I love butternut squash, but I just can’t deal with the work of prepping it for a regular weeknight meal when I need to get food on the table fast. Those guys are big and can be a pain to peel, chop and seed.
That’s why, if you haven’t yet, you should this lovely and thin-skinned Delicata. Their skin is edible, and quite yummy and slightly crunchy like a fry when roasted.
Like butternuts, they have a deep, creamy flavor that is delicious when roasted. They are nice and sweet, almost like a sweet potato.
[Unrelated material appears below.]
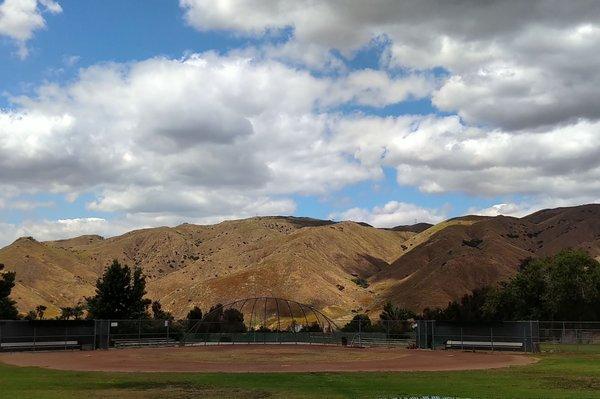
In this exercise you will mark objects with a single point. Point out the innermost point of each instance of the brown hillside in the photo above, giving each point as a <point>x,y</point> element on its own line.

This dish is so easy to make and is sweet, salty, and you may just eat the whole tray before the table is set!
What you will need:
2 Delicata squashes, halved lengthwise, seeded, and cut into ½-inch inch thick pieces
2 tsp sesame oil
1 tbsp white miso
1 tbsp maple syrup (or honey)
1 tbsp unsalted oil
Directions:
Preheat oven to 425ºF
Add the sliced squash to a bowl, toss with sesame oil to coat.
Spread the squash in a single layer on a well-greased baking sheet and roast for 30-35 minutes, turning over once halfway through, until lightly golden on both sides.
In a small bowl; mix together the miso, maple syrup and oil.
After the squash has roasted for 30-35 minutes; brush one side of the roasted squash with the miso-oil mixture and roast for another 10 minutes until squash is glazed and brown.